Les résultats des recherches brillantes d'Adrian sur l'electrophysiology du système cérébral et nerveux ont été publiés dans des nombreux papiers scientifiques et dans ses trois livres, la Base de Sensation (1927), le Mécanisme d'Action Nerveuse (1932) et la Base Physique de Perception (1947). Avec d'autres il a écrit des Facteurs Déterminant le Comportement Humain (1937).

Adrian a fait accorder à de nombreux honneurs lui. Pendant 1950-1955 il était le Président de la Société Royale et pendant 1960-1962 de la Société Royale de Médecine. En 1954, il était le Président de l'Association Britannique pour l'Avancement de Science. Il est Chevalier de la Légion française d'Honneur et un administrateur de l'Institut de Rockefeller. Il tient des titres honorifiques, des adhésions et les camaraderies de nombreuses universités et les d'autres corps appris. Il a été annobli le Baron de Cambridge en 1955.

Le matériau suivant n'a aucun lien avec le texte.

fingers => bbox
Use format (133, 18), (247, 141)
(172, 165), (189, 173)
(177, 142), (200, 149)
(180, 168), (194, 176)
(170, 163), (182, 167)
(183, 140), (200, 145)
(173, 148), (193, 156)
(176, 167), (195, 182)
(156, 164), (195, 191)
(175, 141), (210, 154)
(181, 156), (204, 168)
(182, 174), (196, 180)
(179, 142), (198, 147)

Un homme d'énergie inlassable et l'industrie continue, Adrian a, partout dans sa vie occupée et comme un Membre du Conseil de Recherche Médical et beaucoup d'autres corps consultatifs scientifiques, a manifesté la grande influence, non seulement sur ses élèves et collaborateurs, mais aussi sur le développement de recherche physiologique et les sciences en général.

Aux citoyens de Cambridge il a longtemps été familier comme une figure (chiffre) maigre, petite, avait dominé par la poussée en avant du nez et le menton et l'expression de jeu de but, comme lui des fils sa voie à la haute vitesse sur une bicyclette par les rues entassées de la ville. Un escrimeur expert, il est aussi un alpiniste enthousiaste, une récréation qu'il partage avec la Dame Adrian, qui est une Justice de la Paix et fait beaucoup d'assistance sociale dans la Ville. Parmi d'autres récréations du Lord Adrian naviguent et son grand intérêt dans les arts. Un orateur (speaker) superbe de fin de repas, tous ses cours et des discours ont été le résultat de préparation très prudente.

En 1923 Adrian a épousé Hester Agnès Pinsent, la fille du dernier Hume Pinsent de Birmingham, l'Angleterre et un descendant de David Hume philosoper. Ils ont un fils et deux filles.

Le Lord Adrian est mort en 1977.

De Cours Nobel, Physiologie ou Médecine 1922-1941.